Because after this class is over many of my students will be transitioning to life at the university, I wanted this class to be more about what they need for taking that next step and how to adjust to the changes they will face.
I started off class by having students respond in an open free-write about what strategies/tips they think are important for being successful in the university. Once students were finished I had them go around the circle we were sitting in and each share one thing they had written. Their list looked something like this:
Tips/Strategies for Success in the University
- record lectures and review
- make friends with native speakers
- ask classmates or the professor if we don't understand
- don't cheat!
- study and review vocabulary
We talked about how professors will probably speak very fast and they will not often get much of the what is being said, so recording the lecture to review later will be an effective way to study the material. I pointed out to students that many of their cell phones come with technology they can easily use to record lectures. I related how I sometimes use the application Dropvox to upload recordings of lectures and meetings to my online Dropbox account.
We also discussed how important it is that they make friends with native speakers. I explained that the process of learning English will continue and that they are now in charge of their own English learning. So having a native speaker to compare notes with and help them study would be very beneficial.
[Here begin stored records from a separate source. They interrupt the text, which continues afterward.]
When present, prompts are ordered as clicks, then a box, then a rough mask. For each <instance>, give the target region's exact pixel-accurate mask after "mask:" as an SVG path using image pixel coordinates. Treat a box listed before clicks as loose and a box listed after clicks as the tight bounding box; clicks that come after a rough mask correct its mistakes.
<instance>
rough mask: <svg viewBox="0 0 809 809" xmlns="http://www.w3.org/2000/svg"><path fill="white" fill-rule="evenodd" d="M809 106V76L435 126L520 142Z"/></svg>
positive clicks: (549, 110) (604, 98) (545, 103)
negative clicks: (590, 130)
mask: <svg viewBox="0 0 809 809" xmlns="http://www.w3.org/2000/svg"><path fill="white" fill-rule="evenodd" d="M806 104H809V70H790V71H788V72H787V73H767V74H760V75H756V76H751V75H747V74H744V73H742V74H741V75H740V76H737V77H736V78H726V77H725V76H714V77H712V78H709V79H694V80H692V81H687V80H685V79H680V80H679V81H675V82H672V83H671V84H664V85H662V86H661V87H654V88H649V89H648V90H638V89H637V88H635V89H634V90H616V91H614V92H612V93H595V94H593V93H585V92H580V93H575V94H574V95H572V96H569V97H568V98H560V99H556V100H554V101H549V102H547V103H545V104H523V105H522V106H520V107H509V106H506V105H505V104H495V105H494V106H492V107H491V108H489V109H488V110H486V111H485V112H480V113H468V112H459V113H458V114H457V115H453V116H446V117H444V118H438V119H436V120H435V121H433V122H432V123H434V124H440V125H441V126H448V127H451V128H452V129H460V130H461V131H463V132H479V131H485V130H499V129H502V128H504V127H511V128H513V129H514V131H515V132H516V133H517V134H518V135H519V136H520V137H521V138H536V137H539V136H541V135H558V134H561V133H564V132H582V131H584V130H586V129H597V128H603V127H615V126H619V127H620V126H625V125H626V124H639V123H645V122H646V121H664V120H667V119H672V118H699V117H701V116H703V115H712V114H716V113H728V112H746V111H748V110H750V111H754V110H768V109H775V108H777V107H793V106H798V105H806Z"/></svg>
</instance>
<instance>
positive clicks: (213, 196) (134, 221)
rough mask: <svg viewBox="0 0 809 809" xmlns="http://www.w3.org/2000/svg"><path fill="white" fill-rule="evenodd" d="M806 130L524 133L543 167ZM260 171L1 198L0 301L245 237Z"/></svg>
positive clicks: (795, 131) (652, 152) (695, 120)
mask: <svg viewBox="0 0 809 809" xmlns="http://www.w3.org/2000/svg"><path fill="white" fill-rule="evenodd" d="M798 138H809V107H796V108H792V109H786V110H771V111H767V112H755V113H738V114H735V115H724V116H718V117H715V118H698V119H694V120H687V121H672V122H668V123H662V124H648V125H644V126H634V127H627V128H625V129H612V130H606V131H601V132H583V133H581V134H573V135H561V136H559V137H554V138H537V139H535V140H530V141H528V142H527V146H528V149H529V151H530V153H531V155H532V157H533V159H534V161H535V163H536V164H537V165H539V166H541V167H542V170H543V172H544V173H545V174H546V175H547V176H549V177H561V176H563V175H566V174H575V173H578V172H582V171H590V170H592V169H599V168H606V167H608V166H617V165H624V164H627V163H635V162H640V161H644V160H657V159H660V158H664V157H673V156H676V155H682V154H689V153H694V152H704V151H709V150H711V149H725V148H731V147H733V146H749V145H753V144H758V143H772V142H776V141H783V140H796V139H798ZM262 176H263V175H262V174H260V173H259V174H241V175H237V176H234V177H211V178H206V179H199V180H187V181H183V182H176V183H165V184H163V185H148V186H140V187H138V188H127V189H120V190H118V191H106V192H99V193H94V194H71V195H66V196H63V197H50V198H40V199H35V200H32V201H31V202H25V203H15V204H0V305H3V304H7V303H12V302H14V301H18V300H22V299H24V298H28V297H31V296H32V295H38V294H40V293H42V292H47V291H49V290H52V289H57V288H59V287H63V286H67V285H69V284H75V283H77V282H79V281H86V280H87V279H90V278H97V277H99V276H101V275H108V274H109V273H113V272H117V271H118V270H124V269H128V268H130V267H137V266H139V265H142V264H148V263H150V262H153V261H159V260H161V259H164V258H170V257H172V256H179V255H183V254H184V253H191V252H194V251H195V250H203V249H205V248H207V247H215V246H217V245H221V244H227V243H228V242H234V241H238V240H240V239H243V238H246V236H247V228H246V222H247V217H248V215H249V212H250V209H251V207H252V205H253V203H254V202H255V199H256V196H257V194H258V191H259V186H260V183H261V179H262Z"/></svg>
I stressed the need for visiting professors during office hours too. This is something I don't think we encourage our students to do enough of. I have even considered making office hours a mandatory part of my class. Perhaps next semester I will do this. I think that ESL learners are sometimes seen as mediocre students by university faculty when they may in fact be trying very hard in their coursework but are simply struggling because of language issues. Without discussing these learning issues with their professors, their professors have no way of knowing an issue exists and how they might be able to assist them.
When one student mentioned "don't cheat" I used it as a segue into the seriousness that professors feel towards academic dishonesty and what this word means.
After this discussion about their strategies we analyzed a syllabus from an entry-level Biology course. We talked about the large amount of reading that was on the syllabus, the quizzes and exams that the course grade depends upon, and the academic honesty policy. I then passed out a sample calendar and had students think about how they could plan the reading and studying time into their weekly schedule if they were taking courses like this next semester.
Our class concluded with an end of course reflection writing task and then the course evaluation.
As I left the class so the students could fill out their evaluations, I wondered how many of them would truly implement the strategies and tips we discussed in class that day.